According to the proposed amendment:
- the state shall be obliged to protect the constitutional identity of Hungary – a supplement to both the National Avowal and Article R) on the self-definition and interpretative framework of the Fundamental Law;
- the EU’s exercise of power shall “comply with the fundamental rights and freedoms provided for in the Fundamental Law and shall not limit Hungary’s inalienable sovereignty over its territorial integrity, population, form of government and state structure” – a supplement to article E) on Hungary’s membership in the EU.
All in all, with the seventh amendment to the Fundamental Law the EU’s exercise of powers could have been restricted by reference to (a) the fundamental rights and freedoms enshrined in the FL (b) Hungary’s inalienable sovereignty over its territorial integrity, population, form of government and state structure and (c) the obligation to protect the constitutional identity of the country, rooted in its historical constitution.
On 8 November the Parliament voted against the amendment, thereby depriving the government of every legal basis to pursue its anti-refugee politics – a second blow after the invalid referendum.
However, the Constitutional Court, which is filled up with judges loyal to the ruling party, seems to lend a hand to the government in the fiasco. On 30 November 2016 the Court made a decision on a motion of the ombudsman that was submitted to the Court back in December 2015. The motion was related to the EU quota decision, based on which 1294 asylum seekers would be located from Greece and Italy to Hungary and the Hungarian authorities would be obliged to process their asylum application. In his motion the ombudsman asked the Court whether in view of the Fundamental Law, particularly its provision on the EU (article E), the Hungarian authorities were explicitly obliged to refuse to take part in the implementation of the EU quota decision.
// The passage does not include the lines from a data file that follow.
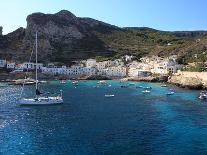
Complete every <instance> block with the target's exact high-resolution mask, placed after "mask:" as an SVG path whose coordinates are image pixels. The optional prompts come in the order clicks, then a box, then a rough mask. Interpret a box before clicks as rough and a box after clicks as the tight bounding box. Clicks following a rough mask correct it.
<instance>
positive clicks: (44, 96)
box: [19, 32, 63, 105]
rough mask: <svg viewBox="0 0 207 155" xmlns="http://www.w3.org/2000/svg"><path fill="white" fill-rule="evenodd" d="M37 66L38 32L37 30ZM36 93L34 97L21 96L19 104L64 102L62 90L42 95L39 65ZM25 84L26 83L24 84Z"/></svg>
mask: <svg viewBox="0 0 207 155" xmlns="http://www.w3.org/2000/svg"><path fill="white" fill-rule="evenodd" d="M35 51H36V66H37V32H36V50H35ZM35 82H36V95H35V97H34V98H20V100H19V104H20V105H53V104H62V103H63V96H62V91H60V94H59V95H58V96H48V95H45V96H44V95H41V94H42V93H40V91H39V90H38V78H37V67H36V80H35ZM23 86H24V85H23Z"/></svg>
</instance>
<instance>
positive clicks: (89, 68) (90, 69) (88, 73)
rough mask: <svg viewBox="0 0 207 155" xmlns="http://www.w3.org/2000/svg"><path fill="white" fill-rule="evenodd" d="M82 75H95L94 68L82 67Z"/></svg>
mask: <svg viewBox="0 0 207 155" xmlns="http://www.w3.org/2000/svg"><path fill="white" fill-rule="evenodd" d="M82 73H83V75H88V76H90V75H96V68H94V67H83V68H82Z"/></svg>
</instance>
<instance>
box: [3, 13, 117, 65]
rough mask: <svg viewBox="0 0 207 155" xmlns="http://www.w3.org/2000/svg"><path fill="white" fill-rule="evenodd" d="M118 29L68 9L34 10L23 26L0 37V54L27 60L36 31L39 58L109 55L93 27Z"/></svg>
mask: <svg viewBox="0 0 207 155" xmlns="http://www.w3.org/2000/svg"><path fill="white" fill-rule="evenodd" d="M113 29H119V28H118V27H115V26H112V25H109V24H106V23H103V22H100V21H97V20H94V19H90V18H79V17H76V16H75V15H74V14H72V13H71V12H69V11H66V10H62V11H60V12H58V13H56V14H43V13H34V14H31V15H29V16H28V17H27V27H26V29H23V28H19V29H17V30H16V31H14V32H12V33H10V34H8V35H5V36H1V37H0V42H1V44H0V56H1V57H6V58H7V59H14V60H17V61H28V59H29V56H30V53H31V50H32V49H33V48H34V42H35V32H37V33H38V56H39V61H44V62H47V61H48V62H49V61H53V62H64V63H68V62H71V61H72V60H77V59H84V58H89V57H94V56H97V55H100V56H111V55H113V51H110V50H109V49H108V48H107V47H106V45H105V44H104V43H103V42H102V41H101V40H100V39H99V38H97V37H96V35H95V34H94V31H103V30H104V31H106V30H113Z"/></svg>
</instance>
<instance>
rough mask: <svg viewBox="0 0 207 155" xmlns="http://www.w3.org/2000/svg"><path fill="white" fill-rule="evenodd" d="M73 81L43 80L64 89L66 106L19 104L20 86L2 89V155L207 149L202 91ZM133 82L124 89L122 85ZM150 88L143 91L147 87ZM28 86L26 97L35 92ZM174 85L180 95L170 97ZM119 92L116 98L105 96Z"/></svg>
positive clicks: (48, 87) (133, 85) (134, 82)
mask: <svg viewBox="0 0 207 155" xmlns="http://www.w3.org/2000/svg"><path fill="white" fill-rule="evenodd" d="M97 82H98V81H95V80H93V81H90V80H88V81H79V82H78V85H77V86H74V85H73V84H72V81H66V83H64V84H62V83H60V81H49V83H42V84H40V89H41V91H43V92H47V91H50V92H56V91H59V90H60V89H61V90H63V96H64V104H62V105H58V106H41V107H39V106H23V107H22V106H19V105H18V103H17V98H18V97H19V91H20V89H21V87H20V86H7V85H6V84H5V83H4V86H3V87H0V92H1V96H0V106H1V109H0V136H1V137H2V138H1V139H0V148H1V149H0V153H2V154H35V153H37V154H38V153H39V154H58V153H60V152H61V153H62V154H81V155H82V154H84V155H87V154H88V155H96V154H120V155H122V154H172V153H173V154H197V153H199V152H202V153H203V154H205V153H207V146H206V144H207V119H206V118H207V117H206V116H207V110H206V109H207V104H206V102H205V101H201V100H199V99H198V96H199V92H200V91H197V90H187V89H181V88H178V87H174V86H168V87H161V85H162V84H161V83H146V82H120V81H118V80H116V81H115V80H109V81H106V82H107V85H100V86H97ZM122 85H124V86H127V87H123V88H121V86H122ZM139 86H141V87H145V88H147V87H150V88H152V89H151V92H150V93H149V94H148V93H147V94H143V93H142V90H143V88H141V87H139ZM33 89H34V88H33V86H25V94H24V96H26V97H29V96H32V95H33V93H34V91H33ZM169 89H173V90H174V91H175V94H174V95H172V96H167V95H166V93H167V92H168V91H169ZM106 94H111V95H112V94H113V95H114V97H105V95H106Z"/></svg>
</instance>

In its decision of 30 November the Court ruled that the Court itself can examine whether the EU’s exercise of power violates (a) human dignity or any other fundamental right, (b) Hungary’s sovereignty, or (c) Hungary’s constitutional identity rooted in its historical constitution.
In an earlier analysis EKINT pointed out that the constitution can be interpreted in a way that the constitutional restrictions, like the restrictions on the exercise of state power, shall be considered guiding in cases of the exercise of EU power as well. Theoretically, the Constitutional Court can give effect to the fundamental constitutional restrictions, constitutional identity and the restrictions included in Article E against the power of the EU. At the same time EKINT pointed out that the Court had never made use of the possibility in practice.
In its present decision the Court pretends that it has never had the possibility of reviewing the constitutionality of EU acts – it does not say a word about its earlier decisions in EU related cases. Since the Constitutional Court decisions can be considered legitimate only if their reasoning is verifiable and consistent, the Court should have made it clear how its new decision relates to its earlier aloof approach.
The suddenly reached decision makes one wonder whether the Constitutional Court is not over-enthusiastic in helping the government’s ideals come true by making up for the failed seventh amendment.